Contributor: Uncle Ryan

Prep
5 min
Cook
2 hr chill
Temp
N/A
Yield
3 servings
Ingredients
- 1 cup mayonnaise (try ⅔ cup for a lighter dressing)
- 4 teaspoons vinegar (Ally recommends apple cider vinegar; Delaney thinks apple cider is too tangy, so white vinegar keeps it milder)
- ¼ cup sugar (try 3 tablespoons for a little less sweetness)
- ¼ teaspoon mustard powder
- ¼ teaspoon salt
- 2 bags slaw mix (14 ounces each)
Instructions
1In a large bowl, whisk together the mayonnaise, white vinegar, sugar, dry mustard, and kosher salt until smooth and fully combined.

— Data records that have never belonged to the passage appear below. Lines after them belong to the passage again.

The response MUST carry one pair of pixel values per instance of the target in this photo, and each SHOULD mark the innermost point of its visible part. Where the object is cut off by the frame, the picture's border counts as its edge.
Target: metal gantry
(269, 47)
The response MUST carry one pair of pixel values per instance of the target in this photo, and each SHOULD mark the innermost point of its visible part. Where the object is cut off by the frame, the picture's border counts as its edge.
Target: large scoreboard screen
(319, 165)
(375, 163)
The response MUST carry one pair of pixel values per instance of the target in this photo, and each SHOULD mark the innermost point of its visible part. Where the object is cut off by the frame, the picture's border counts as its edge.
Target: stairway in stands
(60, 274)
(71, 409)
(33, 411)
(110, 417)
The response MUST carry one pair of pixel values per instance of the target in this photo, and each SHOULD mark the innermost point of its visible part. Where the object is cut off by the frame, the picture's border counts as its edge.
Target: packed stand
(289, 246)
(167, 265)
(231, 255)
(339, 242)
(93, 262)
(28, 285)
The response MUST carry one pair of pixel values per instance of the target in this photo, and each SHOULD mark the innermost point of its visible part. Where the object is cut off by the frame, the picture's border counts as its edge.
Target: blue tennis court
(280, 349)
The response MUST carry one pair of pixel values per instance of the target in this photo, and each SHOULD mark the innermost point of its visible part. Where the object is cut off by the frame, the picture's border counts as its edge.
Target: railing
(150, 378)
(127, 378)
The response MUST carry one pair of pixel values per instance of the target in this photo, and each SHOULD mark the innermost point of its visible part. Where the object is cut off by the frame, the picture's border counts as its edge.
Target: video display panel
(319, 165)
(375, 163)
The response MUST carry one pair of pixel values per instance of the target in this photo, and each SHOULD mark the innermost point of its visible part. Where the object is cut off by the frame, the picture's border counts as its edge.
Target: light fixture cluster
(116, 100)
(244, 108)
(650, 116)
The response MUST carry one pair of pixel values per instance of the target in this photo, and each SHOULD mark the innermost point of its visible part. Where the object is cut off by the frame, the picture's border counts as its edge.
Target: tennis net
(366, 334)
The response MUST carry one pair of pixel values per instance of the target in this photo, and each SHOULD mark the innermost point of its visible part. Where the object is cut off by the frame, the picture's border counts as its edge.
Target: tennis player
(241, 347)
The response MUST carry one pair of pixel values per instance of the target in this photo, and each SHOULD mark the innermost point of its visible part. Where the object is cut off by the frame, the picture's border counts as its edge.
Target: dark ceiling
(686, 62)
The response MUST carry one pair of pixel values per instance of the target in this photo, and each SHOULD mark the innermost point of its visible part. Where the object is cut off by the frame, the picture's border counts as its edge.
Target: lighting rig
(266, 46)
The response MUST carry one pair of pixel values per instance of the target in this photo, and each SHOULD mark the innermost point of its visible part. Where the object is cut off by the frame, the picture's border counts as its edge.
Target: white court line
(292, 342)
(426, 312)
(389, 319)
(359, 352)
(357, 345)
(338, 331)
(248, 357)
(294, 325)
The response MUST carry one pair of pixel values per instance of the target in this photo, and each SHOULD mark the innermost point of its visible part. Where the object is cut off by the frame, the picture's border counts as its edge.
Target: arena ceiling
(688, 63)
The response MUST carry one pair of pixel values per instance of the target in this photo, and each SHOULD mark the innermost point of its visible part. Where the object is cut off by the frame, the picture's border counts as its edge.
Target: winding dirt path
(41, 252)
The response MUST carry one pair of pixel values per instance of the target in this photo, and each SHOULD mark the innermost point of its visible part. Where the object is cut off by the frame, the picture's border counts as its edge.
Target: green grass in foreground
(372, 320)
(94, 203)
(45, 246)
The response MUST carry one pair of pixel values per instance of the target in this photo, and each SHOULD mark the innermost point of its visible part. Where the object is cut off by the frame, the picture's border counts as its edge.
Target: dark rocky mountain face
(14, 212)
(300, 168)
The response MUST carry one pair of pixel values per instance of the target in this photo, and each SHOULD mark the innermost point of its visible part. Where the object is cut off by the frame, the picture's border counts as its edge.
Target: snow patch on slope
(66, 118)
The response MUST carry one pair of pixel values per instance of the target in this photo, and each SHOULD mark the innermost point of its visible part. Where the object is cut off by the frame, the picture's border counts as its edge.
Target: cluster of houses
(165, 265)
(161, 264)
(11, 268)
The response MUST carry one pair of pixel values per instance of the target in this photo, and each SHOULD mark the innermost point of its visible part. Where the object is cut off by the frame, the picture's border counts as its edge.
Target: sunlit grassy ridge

2Add the shredded coleslaw mix to the bowl with the dressing.
3Toss everything together until all of the cabbage and carrots are evenly coated with the creamy dressing.
4Cover and refrigerate for at least 2 hours or overnight so the cabbage softens slightly and the flavors blend together.
5Stir the coleslaw once more before serving and enjoy chilled alongside barbecue, pulled pork sandwiches, fried chicken, burgers, or other family dinner favorites.
Tips & Variations
- For a lighter version, replace part of the mayonnaise with plain Greek yogurt.
- Finely chopped cabbage and carrots create a texture closer to the original restaurant-style version.
- Using bagged coleslaw mix instead of shredding cabbage and carrots yourself saves a lot of prep time.
- This coleslaw can be made a day ahead for even better flavor.
- Serve chilled alongside barbecue, fried chicken, burgers, or pulled pork sandwiches.